‘From the Art of Salford’: an exhibition capable of filling a southerner with Salfordian nostalgia

Own image by Ella Nunn

Having lived in Salford for just six months, it’s difficult to feel an established sense of identity within the city. I walk through the shopping centre almost every day, enjoy venturing out to local greenspaces such as Kersal Wetlands and Peel Park, and often spend my weekends exploring new areas of the city. However, I don’t yet have enough lived experience to feel truly at ‘home’ in Salford.  

Nevertheless, visiting the ‘From the Art of Salford’ exhibition filled me with a sense of nostalgia and Salfordian pride that made me feel as if I’d lived in the city my whole life. I came away from the exhibition wanting to know more about the history of the city and ready to search up some common Salford phrases to start slipping into conversation.  

The exhibition is unassuming – spread out across the walls of the Langworthy Cornerstone community centre; a social hub ran by the people of Salford for the people of Salford. The centre runs a range of weekly events including a warm space for the over-65s, meditation sessions, and a job club drop-in.  

The community space is quite simply the perfect venue for an exhibition that celebrates the work of Salford’s local artists. Its modest and uncomplicated layout in a venue at the heart of the community creates an immediate sense of authenticity.  

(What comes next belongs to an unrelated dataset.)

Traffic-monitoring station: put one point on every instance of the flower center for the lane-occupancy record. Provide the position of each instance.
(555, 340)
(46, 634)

The artwork in the exhibition ranges from colourful abstract pieces to delicate watercolour paintings of local landmarks, to bold portraits of iconic Mancunian figures. The works are grouped by the artists and are spread out in a trail across the walls of the centre.  

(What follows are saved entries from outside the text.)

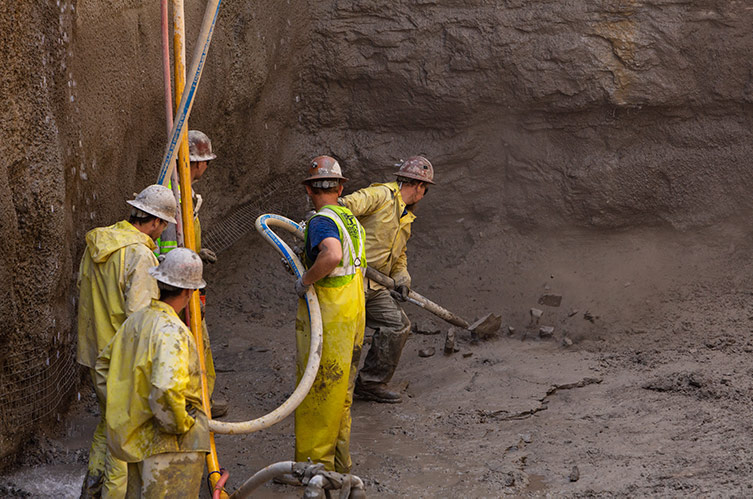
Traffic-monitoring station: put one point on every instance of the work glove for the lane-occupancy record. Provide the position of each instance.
(287, 266)
(400, 293)
(300, 288)
(207, 255)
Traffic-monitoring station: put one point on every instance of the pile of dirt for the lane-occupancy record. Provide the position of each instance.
(572, 144)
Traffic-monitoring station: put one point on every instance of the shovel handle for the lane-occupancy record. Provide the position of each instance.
(419, 300)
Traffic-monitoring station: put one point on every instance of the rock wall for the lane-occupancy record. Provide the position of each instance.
(537, 115)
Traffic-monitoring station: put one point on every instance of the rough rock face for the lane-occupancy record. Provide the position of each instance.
(564, 113)
(606, 114)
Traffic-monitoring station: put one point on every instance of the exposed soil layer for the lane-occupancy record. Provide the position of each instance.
(593, 150)
(649, 405)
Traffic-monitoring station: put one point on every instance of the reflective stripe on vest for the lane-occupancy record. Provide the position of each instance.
(355, 258)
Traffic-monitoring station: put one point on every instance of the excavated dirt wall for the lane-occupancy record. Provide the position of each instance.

The exhibition is unique in that both professional and amateur artists from across the city can simply turn up and display their work.

It is a true celebration of local talent, and the artists can put their work up for sale if they wish.  

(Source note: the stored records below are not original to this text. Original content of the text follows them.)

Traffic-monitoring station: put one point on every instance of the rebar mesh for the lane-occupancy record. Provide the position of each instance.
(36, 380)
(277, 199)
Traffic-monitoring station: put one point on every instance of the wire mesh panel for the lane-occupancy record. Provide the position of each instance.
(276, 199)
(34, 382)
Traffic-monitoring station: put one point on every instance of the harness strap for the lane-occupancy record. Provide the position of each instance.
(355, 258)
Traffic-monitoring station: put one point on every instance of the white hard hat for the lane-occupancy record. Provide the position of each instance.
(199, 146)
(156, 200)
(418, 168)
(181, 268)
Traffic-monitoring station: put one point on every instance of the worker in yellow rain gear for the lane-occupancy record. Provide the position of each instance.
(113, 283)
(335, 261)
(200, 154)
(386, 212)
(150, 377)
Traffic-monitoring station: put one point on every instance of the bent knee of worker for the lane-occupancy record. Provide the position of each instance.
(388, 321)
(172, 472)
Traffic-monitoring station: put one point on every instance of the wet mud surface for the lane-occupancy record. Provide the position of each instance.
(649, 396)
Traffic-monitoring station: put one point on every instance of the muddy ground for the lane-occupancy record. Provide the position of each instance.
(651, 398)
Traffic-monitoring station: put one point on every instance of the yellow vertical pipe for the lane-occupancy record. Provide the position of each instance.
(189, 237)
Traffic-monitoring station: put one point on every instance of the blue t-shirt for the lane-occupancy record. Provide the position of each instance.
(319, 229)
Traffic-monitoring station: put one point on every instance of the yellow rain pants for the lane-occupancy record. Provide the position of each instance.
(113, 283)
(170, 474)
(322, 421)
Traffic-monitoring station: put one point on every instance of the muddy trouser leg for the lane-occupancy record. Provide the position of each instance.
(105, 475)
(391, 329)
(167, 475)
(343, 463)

There are also short resumes from each artist which includes information about their work, background, and inspirations. I really enjoyed this personal touch and had a great time learning more about each creator as I appreciated their art.  

It’s difficult to choose a favourite artist when each separate piece portrayed and generated uniquely distinct thoughts and emotions.  

Chelsea Entwistle – Salford Precinct’s first ever “Artist in Residence” – has a range of her work on display at the exhibition. Her pieces range from bold, colourful abstract pieces to darker, more Lowry-esque landscapes.  

Artwork by Chelsea Entwistle – images by Ella Nunn.

The way she encapsulates the essence of Salford in every single one of her pieces – whether it be in an abstract collage or a painting of the shopping precinct – is something to marvel. Her modern and fearless art style demonstrates her pride in the city, and this really comes across in each piece.  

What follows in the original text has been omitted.